Hauptkommissar Tannenberg verbringt mit seiner Familie einen vergnüglichen Abend auf dem Dürkheimer Wurstmarkt. Der Spaß wird jäh beendet als Nichte Marieke bemerkt, dass ihr die Handtasche mit Ausweisen und Wohnungsschlüsseln abhanden gekommen ist. Zuhause stellt sie voller Entsetzen fest, dass ein Einbrecher sich mit diesen Schlüsseln Zugang zu ihrer Wohnung verschafft hat. Zum Glück wurden nur zwei Laptops gestohlen, aber der Schreck sitz tief.
Am nächsten Tag wird Tannenberg dann ein Mord gemeldet. Ein Jogger wird im Wald bestialisch mit einem Messer niedergemetzelt.
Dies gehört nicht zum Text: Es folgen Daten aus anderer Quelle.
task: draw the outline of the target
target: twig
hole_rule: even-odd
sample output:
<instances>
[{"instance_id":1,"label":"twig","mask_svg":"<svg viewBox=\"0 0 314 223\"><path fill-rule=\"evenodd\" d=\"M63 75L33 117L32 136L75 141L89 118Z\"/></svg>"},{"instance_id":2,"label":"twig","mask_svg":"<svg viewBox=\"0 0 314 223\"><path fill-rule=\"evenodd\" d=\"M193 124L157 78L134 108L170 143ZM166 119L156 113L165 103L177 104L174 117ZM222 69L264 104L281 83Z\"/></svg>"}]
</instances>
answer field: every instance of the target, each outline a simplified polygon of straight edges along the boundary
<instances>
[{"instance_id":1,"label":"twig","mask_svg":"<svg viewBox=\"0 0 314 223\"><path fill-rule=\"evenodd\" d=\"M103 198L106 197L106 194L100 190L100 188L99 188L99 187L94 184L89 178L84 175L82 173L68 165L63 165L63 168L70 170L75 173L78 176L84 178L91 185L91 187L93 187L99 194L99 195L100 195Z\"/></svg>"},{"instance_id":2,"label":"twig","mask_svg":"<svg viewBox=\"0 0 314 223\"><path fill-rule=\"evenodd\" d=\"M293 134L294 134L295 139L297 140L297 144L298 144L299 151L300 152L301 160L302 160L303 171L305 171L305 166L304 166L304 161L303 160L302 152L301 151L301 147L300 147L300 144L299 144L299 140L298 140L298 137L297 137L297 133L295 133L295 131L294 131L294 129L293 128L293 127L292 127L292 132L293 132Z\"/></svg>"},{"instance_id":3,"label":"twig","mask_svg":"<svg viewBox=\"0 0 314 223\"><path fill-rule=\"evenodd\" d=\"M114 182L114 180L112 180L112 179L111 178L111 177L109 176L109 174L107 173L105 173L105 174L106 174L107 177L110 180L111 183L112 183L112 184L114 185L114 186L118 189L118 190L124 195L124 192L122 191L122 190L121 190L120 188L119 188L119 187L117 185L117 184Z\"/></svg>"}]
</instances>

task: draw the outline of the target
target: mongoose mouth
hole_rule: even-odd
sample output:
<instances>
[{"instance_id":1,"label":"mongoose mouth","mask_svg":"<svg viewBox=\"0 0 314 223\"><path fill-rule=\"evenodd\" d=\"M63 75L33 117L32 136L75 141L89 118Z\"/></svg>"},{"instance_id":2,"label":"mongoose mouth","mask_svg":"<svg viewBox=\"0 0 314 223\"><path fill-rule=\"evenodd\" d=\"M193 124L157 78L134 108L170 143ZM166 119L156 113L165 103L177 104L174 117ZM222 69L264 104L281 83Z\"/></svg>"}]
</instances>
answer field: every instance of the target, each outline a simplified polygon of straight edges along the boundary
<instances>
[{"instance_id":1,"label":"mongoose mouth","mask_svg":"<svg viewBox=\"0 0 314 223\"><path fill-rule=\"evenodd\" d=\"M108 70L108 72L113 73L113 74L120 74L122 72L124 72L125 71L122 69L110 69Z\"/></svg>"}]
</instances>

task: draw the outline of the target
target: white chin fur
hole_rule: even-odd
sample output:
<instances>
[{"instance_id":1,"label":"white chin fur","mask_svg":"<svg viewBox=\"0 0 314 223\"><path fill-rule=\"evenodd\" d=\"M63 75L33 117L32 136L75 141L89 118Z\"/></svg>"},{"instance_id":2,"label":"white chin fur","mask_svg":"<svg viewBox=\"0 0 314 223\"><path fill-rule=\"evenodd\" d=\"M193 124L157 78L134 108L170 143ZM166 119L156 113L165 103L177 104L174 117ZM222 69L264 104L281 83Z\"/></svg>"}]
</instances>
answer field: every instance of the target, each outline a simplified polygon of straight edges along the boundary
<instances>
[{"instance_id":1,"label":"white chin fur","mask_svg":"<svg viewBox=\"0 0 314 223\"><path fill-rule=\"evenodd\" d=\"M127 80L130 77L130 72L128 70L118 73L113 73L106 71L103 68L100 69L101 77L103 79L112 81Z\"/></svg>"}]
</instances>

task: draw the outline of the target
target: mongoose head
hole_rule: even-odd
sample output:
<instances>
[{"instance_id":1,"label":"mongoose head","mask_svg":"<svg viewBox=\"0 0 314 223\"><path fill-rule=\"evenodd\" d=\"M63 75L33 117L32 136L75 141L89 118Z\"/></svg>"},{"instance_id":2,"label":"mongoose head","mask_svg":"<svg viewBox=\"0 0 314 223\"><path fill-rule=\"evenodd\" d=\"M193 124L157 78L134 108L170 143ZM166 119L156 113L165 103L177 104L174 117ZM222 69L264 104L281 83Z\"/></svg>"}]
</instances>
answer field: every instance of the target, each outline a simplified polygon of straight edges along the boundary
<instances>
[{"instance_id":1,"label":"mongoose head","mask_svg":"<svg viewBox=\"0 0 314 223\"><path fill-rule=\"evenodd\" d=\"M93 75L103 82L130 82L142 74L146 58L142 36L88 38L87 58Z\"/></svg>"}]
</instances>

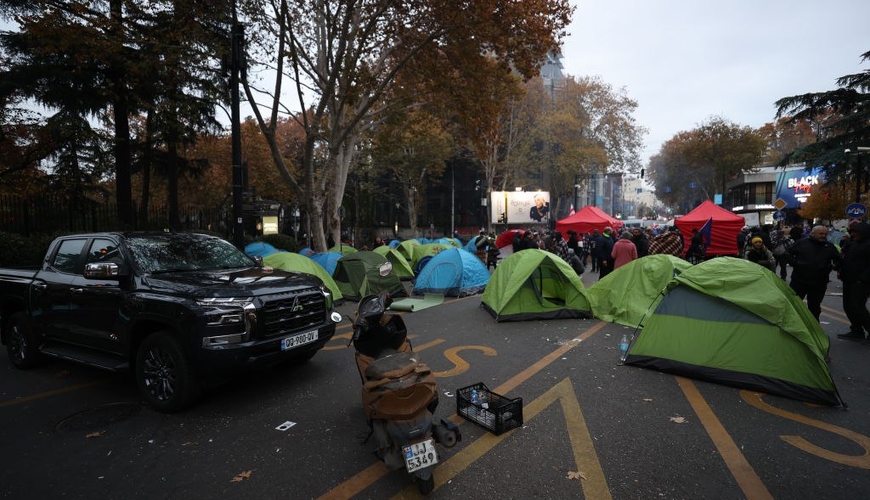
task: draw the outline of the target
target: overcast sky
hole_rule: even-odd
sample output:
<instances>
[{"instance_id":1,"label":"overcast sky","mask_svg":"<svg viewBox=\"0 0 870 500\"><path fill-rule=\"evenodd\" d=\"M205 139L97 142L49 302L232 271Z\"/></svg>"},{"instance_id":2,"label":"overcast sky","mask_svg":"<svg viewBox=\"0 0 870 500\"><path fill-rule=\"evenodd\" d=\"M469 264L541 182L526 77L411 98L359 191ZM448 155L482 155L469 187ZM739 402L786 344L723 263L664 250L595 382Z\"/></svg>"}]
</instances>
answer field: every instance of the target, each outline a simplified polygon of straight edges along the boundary
<instances>
[{"instance_id":1,"label":"overcast sky","mask_svg":"<svg viewBox=\"0 0 870 500\"><path fill-rule=\"evenodd\" d=\"M644 164L721 116L773 122L774 102L870 70L870 0L572 0L567 75L599 76L638 103Z\"/></svg>"}]
</instances>

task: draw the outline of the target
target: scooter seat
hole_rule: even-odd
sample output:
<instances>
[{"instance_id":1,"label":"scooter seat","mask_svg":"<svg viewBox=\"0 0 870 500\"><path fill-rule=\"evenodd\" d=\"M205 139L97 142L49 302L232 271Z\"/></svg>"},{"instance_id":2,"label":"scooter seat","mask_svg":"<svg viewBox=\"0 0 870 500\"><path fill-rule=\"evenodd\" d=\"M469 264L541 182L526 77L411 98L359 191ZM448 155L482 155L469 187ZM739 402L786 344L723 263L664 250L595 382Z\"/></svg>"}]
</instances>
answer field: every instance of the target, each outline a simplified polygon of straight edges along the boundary
<instances>
[{"instance_id":1,"label":"scooter seat","mask_svg":"<svg viewBox=\"0 0 870 500\"><path fill-rule=\"evenodd\" d=\"M420 364L413 351L395 352L374 360L365 370L366 380L402 378L415 371Z\"/></svg>"}]
</instances>

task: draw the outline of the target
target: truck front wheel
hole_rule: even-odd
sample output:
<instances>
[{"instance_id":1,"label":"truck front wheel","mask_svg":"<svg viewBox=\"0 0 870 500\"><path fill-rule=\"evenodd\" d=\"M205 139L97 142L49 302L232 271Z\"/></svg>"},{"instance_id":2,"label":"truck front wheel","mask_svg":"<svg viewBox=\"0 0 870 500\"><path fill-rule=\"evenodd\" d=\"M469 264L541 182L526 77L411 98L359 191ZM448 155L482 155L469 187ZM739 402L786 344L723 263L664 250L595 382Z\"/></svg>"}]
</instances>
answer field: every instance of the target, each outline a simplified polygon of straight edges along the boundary
<instances>
[{"instance_id":1,"label":"truck front wheel","mask_svg":"<svg viewBox=\"0 0 870 500\"><path fill-rule=\"evenodd\" d=\"M149 335L139 346L136 382L148 406L166 413L187 408L201 394L181 345L165 332Z\"/></svg>"},{"instance_id":2,"label":"truck front wheel","mask_svg":"<svg viewBox=\"0 0 870 500\"><path fill-rule=\"evenodd\" d=\"M30 318L23 312L15 313L9 317L7 327L9 336L6 339L6 351L9 353L9 361L22 370L36 366L42 356L33 339Z\"/></svg>"}]
</instances>

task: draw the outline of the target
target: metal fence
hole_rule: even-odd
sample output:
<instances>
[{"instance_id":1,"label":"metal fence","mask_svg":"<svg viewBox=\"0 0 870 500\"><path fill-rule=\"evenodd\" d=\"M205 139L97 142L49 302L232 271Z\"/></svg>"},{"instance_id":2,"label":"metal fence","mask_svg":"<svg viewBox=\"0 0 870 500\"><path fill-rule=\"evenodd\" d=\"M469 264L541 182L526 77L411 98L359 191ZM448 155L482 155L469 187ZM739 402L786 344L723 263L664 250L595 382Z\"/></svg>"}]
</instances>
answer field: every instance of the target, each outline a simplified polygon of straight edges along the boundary
<instances>
[{"instance_id":1,"label":"metal fence","mask_svg":"<svg viewBox=\"0 0 870 500\"><path fill-rule=\"evenodd\" d=\"M138 219L138 210L135 211ZM179 230L209 231L229 235L232 225L226 208L179 207ZM139 230L163 230L169 227L169 210L166 206L148 209L147 221L134 221ZM124 229L118 220L114 202L99 203L86 199L43 195L22 198L17 195L0 195L0 232L31 234L55 234L115 231Z\"/></svg>"}]
</instances>

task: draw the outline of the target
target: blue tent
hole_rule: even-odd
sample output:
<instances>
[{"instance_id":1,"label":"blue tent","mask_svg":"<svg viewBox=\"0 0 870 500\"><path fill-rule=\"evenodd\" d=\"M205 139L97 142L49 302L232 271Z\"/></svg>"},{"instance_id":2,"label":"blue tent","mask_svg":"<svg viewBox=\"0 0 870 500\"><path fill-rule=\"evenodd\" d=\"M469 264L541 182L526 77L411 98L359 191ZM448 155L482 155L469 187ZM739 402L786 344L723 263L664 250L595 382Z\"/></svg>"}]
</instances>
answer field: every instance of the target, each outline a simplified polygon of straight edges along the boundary
<instances>
[{"instance_id":1,"label":"blue tent","mask_svg":"<svg viewBox=\"0 0 870 500\"><path fill-rule=\"evenodd\" d=\"M266 257L277 252L277 248L273 247L268 243L263 243L262 241L248 243L248 245L245 246L245 253L250 255L251 257Z\"/></svg>"},{"instance_id":2,"label":"blue tent","mask_svg":"<svg viewBox=\"0 0 870 500\"><path fill-rule=\"evenodd\" d=\"M483 292L487 283L489 271L476 255L461 248L451 248L429 260L417 276L412 293L465 297Z\"/></svg>"},{"instance_id":3,"label":"blue tent","mask_svg":"<svg viewBox=\"0 0 870 500\"><path fill-rule=\"evenodd\" d=\"M335 266L338 265L338 259L344 257L344 255L338 252L321 252L311 254L308 257L320 264L332 276L335 273Z\"/></svg>"}]
</instances>

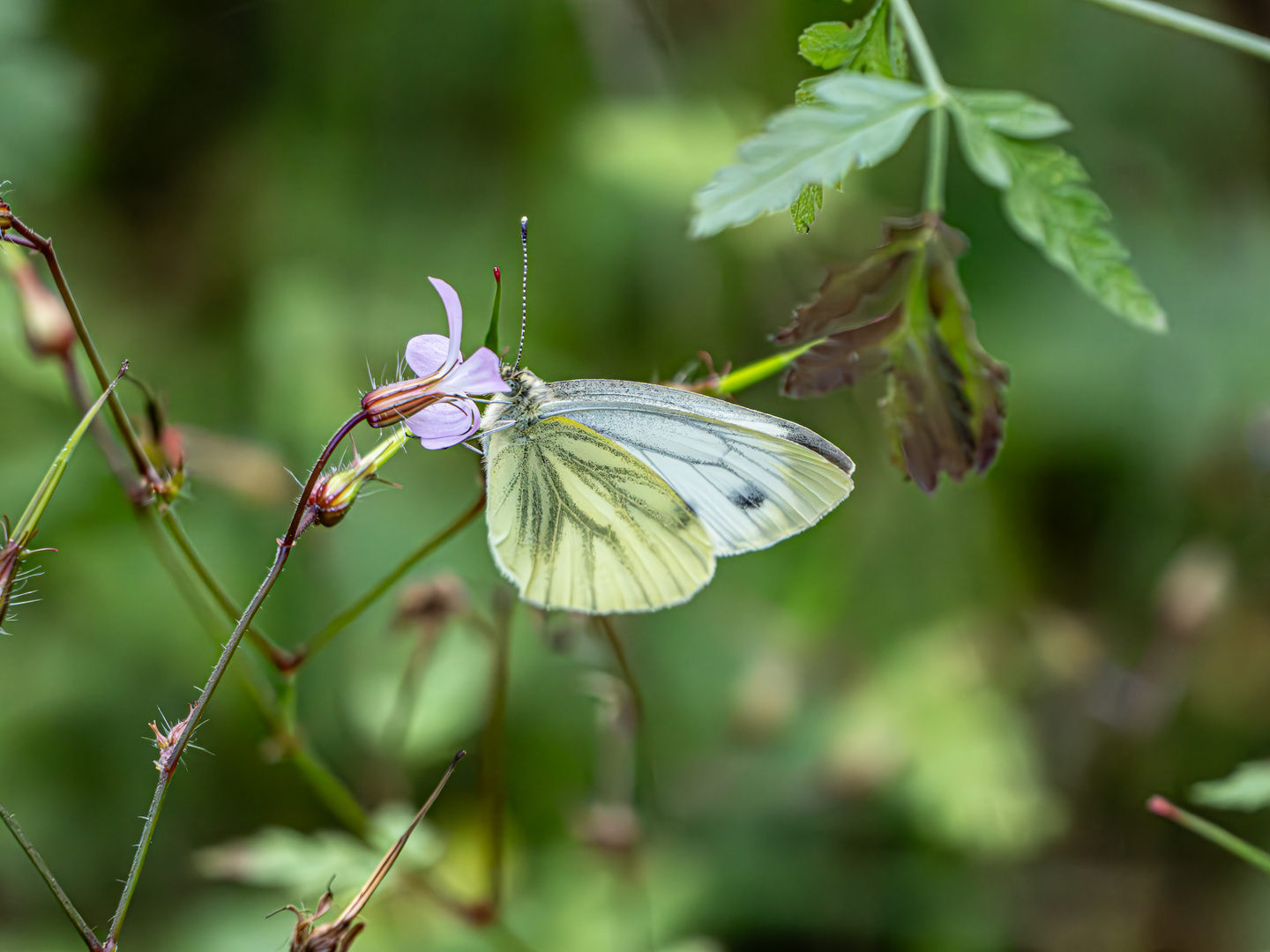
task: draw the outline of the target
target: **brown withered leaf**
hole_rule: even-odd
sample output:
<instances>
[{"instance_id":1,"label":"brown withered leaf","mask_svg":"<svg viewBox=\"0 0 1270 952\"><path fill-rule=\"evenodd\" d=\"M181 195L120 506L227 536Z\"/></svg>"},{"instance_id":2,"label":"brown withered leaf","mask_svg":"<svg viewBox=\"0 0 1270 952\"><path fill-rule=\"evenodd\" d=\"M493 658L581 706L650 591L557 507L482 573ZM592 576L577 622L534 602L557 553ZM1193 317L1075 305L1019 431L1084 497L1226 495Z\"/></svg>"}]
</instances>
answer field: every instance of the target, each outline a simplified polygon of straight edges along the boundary
<instances>
[{"instance_id":1,"label":"brown withered leaf","mask_svg":"<svg viewBox=\"0 0 1270 952\"><path fill-rule=\"evenodd\" d=\"M1006 367L980 345L956 273L961 232L937 216L886 222L883 245L829 269L815 301L794 312L780 344L826 338L790 366L782 392L819 396L874 371L888 374L883 415L892 454L933 493L992 466L1005 434Z\"/></svg>"}]
</instances>

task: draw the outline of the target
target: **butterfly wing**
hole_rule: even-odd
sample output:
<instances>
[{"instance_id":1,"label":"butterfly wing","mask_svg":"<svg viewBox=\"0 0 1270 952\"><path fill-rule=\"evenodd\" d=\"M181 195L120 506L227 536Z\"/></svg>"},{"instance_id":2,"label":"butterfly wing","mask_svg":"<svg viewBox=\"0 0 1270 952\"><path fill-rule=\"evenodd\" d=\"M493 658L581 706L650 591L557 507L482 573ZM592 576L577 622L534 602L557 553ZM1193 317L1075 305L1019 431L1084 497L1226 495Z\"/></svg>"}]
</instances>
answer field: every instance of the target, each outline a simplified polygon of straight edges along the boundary
<instances>
[{"instance_id":1,"label":"butterfly wing","mask_svg":"<svg viewBox=\"0 0 1270 952\"><path fill-rule=\"evenodd\" d=\"M644 462L566 418L493 433L490 550L521 597L588 614L650 612L714 575L705 524Z\"/></svg>"},{"instance_id":2,"label":"butterfly wing","mask_svg":"<svg viewBox=\"0 0 1270 952\"><path fill-rule=\"evenodd\" d=\"M779 416L631 381L564 381L550 392L544 416L575 420L648 465L701 518L720 556L801 532L852 489L846 453Z\"/></svg>"}]
</instances>

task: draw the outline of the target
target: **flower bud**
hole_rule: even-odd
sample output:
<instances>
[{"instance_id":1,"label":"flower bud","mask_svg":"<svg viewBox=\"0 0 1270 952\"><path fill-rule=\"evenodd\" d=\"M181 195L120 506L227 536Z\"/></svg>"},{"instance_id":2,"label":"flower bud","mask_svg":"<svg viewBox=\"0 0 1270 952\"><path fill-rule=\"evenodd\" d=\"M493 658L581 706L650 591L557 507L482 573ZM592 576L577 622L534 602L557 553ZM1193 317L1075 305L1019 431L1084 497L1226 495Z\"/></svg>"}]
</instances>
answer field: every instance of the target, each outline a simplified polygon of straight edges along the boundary
<instances>
[{"instance_id":1,"label":"flower bud","mask_svg":"<svg viewBox=\"0 0 1270 952\"><path fill-rule=\"evenodd\" d=\"M3 221L3 218L0 218ZM30 349L41 357L61 357L75 343L75 325L66 312L66 305L30 267L28 256L17 249L0 253L9 265L13 283L22 301L22 324Z\"/></svg>"},{"instance_id":2,"label":"flower bud","mask_svg":"<svg viewBox=\"0 0 1270 952\"><path fill-rule=\"evenodd\" d=\"M359 456L354 451L352 466L323 477L309 496L309 504L314 506L314 519L323 526L339 523L357 500L362 485L375 479L380 466L405 446L409 435L408 430L400 429L381 440L366 456Z\"/></svg>"}]
</instances>

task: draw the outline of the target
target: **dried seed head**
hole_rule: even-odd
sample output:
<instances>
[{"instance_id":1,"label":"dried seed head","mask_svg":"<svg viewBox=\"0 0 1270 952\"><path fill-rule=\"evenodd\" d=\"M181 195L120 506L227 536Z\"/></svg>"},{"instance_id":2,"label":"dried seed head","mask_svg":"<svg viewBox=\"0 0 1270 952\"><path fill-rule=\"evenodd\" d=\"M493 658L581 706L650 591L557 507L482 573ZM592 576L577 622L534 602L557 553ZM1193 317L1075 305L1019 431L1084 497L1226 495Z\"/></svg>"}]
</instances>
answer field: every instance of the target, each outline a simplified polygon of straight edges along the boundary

Erst als viel später in einem Entführungsfall um eine vermisste Studentin ermittelt wird, bemerkt die Kripo Kaiserslautern einen Zusammenhang: Die Studentin wurde mit einer Email in eben dieses Waldstück gelockt, und zwar genau zu der Zeit, als man den Jogger ins Jenseits befördert hat. Der Absender dieser Email ist Tannenbergs Nichte.

Als ich an dieser Stelle des Buches angekommen war, vielleicht auch ein paar Seiten später, schoss mir durch den Kopf: "Oh nein! Nicht schon wieder ein durchgeknallter Serienkiller, der es auf Tannenbergs Familie abgesehen hat. Das ist doch total unrealistisch. So viele Bekloppte kann es doch selbst in Kaiserslautern nicht geben!" Ich spielte schon mit dem Gedanken, es wegzulegen. "Eigentlich schade", dachte ich, denn bisher hatte es mir ganz gut gefallen: Vertraute Protagonisten, die sich witzige Wortgefechte liefern sowie knifflige Probleme, die bei den Ermittlungen zu lösen sind. Ich entschied mich also, dem Roman noch eine Chance zu geben. Und dann viel es mir wie Schuppen von den Haaren, doch dazu muss ich etwas ausholen.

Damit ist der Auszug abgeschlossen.